Computational modelling is among the main modes of knowledge production that quantitative analysis relies on, and, given its origin in empirical disciplines and the opacity of its algorithmic form, it has been mystified as a dehumanizing form of enclosing knowledge - it is precisely this rhetoric trend that the volume aims to dismantle. By acknowledging “both the subjectivity inherent in modeling and a basic instrumentality to reading that has been operative for centuries”, the book argues for modelling as a “process of contingent world-making”(12), the main feature of which should be explicitness: “We bring our subjectivity and creativity to a model just as much as we cede portions of our subjectivity to it. Unlike the critic in exile, we are implicated in the very structures and networks through which we build our representations of those structures and networks” (19).
In light of these theoretical assessments, the first chapter traces the manifestation of punctuation within twentieth-century poetry, charting its excesses and lacks as its main points of interpretation. Despite the general antipathy towards the normative use of literary punctuation that characterized last century’s poetics, an exponential increase in periodization emerged. The meaning of this phenomenon is assembled through a computational reading of a corpus of 75,000 poems written in English by 452 poets, looking to identify “commonalities of expression that surround such excessive punctuatedness” (31). The empirical results of the research ultimately undergo a transition into literary interpretation, contained within the concluding statements of the chapter: “the period, in its excessive poetic state, does appear to have a particular kind of meaning associated with it. It asks us to look both ways, to be in the moment but also think more generally, to move from the very similar to the very dissimilar, to hold a paradox in our heads without clear ends” (40).

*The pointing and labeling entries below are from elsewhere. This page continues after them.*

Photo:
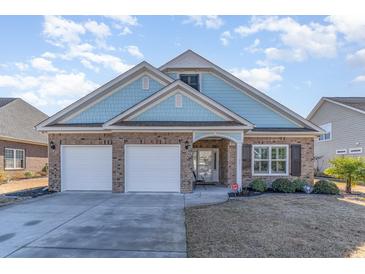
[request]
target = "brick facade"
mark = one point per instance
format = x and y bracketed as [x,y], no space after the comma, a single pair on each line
[35,157]
[307,157]
[118,140]
[227,158]
[227,152]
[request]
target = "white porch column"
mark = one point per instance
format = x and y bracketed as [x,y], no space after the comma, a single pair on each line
[239,164]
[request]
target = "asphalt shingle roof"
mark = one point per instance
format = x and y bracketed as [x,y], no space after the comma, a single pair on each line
[355,102]
[18,119]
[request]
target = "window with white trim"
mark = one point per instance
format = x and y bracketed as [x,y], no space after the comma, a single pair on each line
[327,136]
[145,83]
[178,101]
[355,150]
[14,158]
[270,160]
[341,151]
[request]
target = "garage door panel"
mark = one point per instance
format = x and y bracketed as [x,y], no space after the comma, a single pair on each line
[153,168]
[86,168]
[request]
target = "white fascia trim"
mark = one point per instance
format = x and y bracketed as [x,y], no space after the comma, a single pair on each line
[249,88]
[186,89]
[15,140]
[101,89]
[137,113]
[93,103]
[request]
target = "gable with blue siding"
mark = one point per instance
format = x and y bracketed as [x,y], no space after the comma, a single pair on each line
[242,104]
[116,103]
[166,111]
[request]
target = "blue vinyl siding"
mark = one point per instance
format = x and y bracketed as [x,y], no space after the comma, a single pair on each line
[242,104]
[166,111]
[116,103]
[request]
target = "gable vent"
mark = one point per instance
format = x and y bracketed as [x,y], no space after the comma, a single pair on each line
[145,83]
[178,101]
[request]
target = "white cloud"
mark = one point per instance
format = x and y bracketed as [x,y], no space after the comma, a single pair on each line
[100,30]
[134,51]
[260,78]
[125,31]
[360,78]
[21,66]
[225,38]
[85,52]
[124,19]
[311,39]
[43,64]
[357,58]
[48,90]
[352,26]
[60,31]
[208,21]
[254,46]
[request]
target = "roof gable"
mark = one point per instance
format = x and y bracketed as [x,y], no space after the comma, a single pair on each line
[103,92]
[158,106]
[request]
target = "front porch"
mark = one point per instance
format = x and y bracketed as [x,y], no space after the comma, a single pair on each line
[217,158]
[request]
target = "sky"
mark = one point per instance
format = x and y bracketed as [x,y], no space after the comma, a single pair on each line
[51,61]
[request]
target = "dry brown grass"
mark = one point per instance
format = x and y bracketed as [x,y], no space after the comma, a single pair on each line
[19,185]
[279,225]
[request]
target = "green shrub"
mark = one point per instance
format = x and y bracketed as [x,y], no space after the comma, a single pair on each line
[326,187]
[283,185]
[299,185]
[258,185]
[28,174]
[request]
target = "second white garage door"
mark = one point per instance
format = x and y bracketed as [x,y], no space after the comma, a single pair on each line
[86,168]
[154,168]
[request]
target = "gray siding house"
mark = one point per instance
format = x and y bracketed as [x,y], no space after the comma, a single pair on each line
[22,148]
[343,119]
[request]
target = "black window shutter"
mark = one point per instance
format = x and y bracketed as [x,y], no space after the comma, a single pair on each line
[295,157]
[246,155]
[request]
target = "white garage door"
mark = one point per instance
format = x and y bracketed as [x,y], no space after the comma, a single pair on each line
[152,168]
[86,168]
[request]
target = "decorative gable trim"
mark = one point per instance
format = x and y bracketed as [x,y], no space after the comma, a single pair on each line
[324,99]
[105,90]
[244,87]
[177,86]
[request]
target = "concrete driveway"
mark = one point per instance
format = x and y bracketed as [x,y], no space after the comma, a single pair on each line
[94,225]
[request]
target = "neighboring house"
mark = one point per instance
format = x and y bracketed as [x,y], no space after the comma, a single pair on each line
[343,119]
[160,129]
[22,148]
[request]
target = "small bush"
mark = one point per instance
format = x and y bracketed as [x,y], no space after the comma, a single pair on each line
[299,185]
[258,185]
[283,185]
[326,187]
[28,174]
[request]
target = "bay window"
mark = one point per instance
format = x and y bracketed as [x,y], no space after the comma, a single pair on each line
[270,160]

Employing distributional semantics, the second chapter analyses emplotment by focusing on the relationship between narrative discourse and its content. Considering novels that are interested in exploring a form of social constraint as linguistically experienced, it ultimately encourages “a fundamental rethinking about plot away from high-level motifs or content and toward a distributional understanding of language” (65).
The last four chapters pose inquiries into how topic models reconstruct the spatial nature of language, the ways in which machine learning can provide insight into the linguistic nature of fictionality, the problem of character as narrative space and, ultimately, of poetic corpus as an aging body. They constitute relevant interventions into their associated literary debates, providing examples of a literarily sensitive employment of quantitative methods.
The Conclusion of the volume constitutes a self-aware attempt at authorial implication. Admitting that “it is precisely our inability to account for ourselves in the analytical process that empties our work of its critical force” (179), this last section is dedicated to a quantitative self-assessment of the author’s work, as it stands among similar publications, and of the field of the humanities, its institutional inequality rendered visible. Ultimately, Piper calls for an instrumentation of data that supports the ideal of epistemic equality, assigning computational humanities an ethical imperative: “Through this work we are trying to imagine new forms of algorithmic openness, where computation is used not as an afterthought—as a means of searching for things that have already been preselected and sorted—but as a form of forethought, as a means of generating more diverse ecosystems of knowledge” (185).